Kamu tak akan pernah bisa ku gapai, ku raih, lalu ku miliki
seutuhnya. Rasanya mencemaskan dirimu itu bukanlah sesuatu hal yang asing
bagiku. Merindukanmu itu bagaikan udara yang setiap saat berhembus. Terkadang udara
memang tak pernah bisa kita rasakan. Namun tak jarang juga udara menjelma
menjadi angin. Awalnya lembut, menggelikan, namun angin bisa menjadi ganas dan
berbahaya yang sanggup menghancurkan serta merusak sekitarnya. Ya,
menggambarkan dan mengimajinasikan sesuatu yang berhubungan tentangmu itu
memang serumit itu.
Perkenalan sederhana, hanya ada tatapan bola mata kita yang
saling bertemu, kemudian seakan-akan menyatu dan saling terjadi gaya tarik
menarik. Aku merasa waktu sejenak berhenti dan dunia menjadi hitam putih. Hanya
siluetmu yang nampak berseri, berwarna indah yang menyolok penglihatanku. Kamu,
mengagumkan sekali.
Aku dan kamu lagi-lagi berada di tempat yang sama dan
lagi-lagi karena faktor keberuntungan. Aku pernah dengar suatu ungkapan,
bukankah kalau kita sering berada pada keadaan dimana keberuntungan itu
mempertemukan dua sisi yang berbeda, maka keberuntungan lah yang bertugas untuk
menyatukan mereka? Kalau aku dan kamu adalah tokohnya, bukankah saat ini kita sedang
dalam proses dipersatukan? Bukankah begitu?

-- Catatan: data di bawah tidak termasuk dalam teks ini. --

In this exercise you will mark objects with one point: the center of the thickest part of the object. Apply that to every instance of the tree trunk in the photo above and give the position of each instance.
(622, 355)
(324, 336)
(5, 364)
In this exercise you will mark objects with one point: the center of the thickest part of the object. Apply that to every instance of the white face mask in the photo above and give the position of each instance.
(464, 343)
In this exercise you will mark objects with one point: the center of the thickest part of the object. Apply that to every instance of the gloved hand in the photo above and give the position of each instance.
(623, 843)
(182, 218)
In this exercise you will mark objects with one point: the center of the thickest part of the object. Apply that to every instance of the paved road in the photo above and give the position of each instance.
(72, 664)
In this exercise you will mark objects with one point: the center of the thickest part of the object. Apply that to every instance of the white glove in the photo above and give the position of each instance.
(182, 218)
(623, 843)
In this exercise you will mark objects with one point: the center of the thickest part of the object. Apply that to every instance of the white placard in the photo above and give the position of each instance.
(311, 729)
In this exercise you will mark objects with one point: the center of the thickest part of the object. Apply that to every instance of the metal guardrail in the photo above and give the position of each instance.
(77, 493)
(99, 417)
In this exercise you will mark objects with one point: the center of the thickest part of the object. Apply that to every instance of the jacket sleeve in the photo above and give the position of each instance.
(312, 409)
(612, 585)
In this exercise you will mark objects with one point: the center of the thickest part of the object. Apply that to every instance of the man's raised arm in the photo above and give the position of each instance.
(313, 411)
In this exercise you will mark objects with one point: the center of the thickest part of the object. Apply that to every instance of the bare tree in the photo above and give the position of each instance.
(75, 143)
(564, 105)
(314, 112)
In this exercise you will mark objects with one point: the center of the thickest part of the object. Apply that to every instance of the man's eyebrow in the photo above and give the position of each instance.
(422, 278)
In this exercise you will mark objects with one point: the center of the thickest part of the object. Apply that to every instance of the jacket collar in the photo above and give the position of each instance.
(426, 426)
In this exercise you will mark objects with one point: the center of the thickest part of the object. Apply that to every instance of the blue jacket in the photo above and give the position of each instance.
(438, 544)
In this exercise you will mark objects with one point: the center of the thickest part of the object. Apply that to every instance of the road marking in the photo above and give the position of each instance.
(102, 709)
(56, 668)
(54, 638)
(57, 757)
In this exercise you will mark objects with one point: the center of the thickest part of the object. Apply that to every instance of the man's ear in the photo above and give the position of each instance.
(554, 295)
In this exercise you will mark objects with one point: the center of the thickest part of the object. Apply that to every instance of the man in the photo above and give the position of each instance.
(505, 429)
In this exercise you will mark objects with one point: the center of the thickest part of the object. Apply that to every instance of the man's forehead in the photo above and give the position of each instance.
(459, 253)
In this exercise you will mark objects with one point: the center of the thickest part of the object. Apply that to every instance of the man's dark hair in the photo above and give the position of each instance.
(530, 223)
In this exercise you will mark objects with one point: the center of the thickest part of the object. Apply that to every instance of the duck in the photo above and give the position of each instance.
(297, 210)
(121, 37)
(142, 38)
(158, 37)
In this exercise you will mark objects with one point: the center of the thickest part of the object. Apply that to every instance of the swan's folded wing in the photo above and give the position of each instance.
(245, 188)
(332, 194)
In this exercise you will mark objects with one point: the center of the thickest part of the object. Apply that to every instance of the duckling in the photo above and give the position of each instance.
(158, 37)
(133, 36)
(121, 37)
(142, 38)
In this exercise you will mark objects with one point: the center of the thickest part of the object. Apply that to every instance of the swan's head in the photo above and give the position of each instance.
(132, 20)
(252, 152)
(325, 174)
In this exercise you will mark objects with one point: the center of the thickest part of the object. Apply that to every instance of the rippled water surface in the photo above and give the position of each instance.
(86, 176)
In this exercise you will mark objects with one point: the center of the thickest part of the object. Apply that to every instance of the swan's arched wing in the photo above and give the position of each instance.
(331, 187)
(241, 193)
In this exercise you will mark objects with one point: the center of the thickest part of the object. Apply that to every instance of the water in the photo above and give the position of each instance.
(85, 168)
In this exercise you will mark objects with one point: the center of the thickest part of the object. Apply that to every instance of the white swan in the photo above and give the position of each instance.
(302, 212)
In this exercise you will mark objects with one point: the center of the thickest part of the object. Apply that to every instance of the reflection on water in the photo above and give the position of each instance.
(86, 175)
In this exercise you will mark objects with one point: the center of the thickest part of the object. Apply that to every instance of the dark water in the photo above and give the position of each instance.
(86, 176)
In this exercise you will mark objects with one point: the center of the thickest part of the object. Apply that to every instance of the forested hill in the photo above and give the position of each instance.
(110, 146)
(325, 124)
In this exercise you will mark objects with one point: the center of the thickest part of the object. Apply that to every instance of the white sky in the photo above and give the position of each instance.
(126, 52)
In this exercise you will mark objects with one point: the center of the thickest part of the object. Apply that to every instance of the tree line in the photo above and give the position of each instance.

Aku anggap saja iya karena kau juga tak segera menjawab
pertanyaanku. Saat aku ingin memperjelas hubungan, kamu malah beranjak dan
mengasingkan diri dariku. Menghindar dan selalu mengalihkan pandangan setiap
kali bola mata kita bertemu. Hal-hal seperti itu, tak pernah kita lakukan
sebelumnya. Aku beranikan diri menyebut “kita” karena aku harap antara aku dan
kamu bisa benar-benar menjadi “kita”.
Namun semuanya berbalik arah. Sepertinya kamu ingin menyirnakan sosokku dari hidupmu. Seperti kamu ingin membinasakan bayangku. Tapi mengapa? Apakah yang telah terjadi selama ini hanyalah sesuatu hal wajar dan biasa untukmu yang selalu ku anggap luar biasa? Bisa
kah kau jelaskan padaku sehingga aku tak perlu berpikiran buruk tentangmu? Klimaks;
kamu menjauh.
Pikiranku semakin berkecamuk dengan hal-hal negatif yang
terus-terusan mengitari otakku. Hilangnya kabar darimu dan semakin membentangnya
jarak antara aku dan kamu. Kamu kemana? Mengapa menghindar? Mengapa menjauh? Kamu selingkuh? Hal-hal sepele seperti inilah yang membuatku hampir
gemetaran hebat karena takut kehilangan sosokmu.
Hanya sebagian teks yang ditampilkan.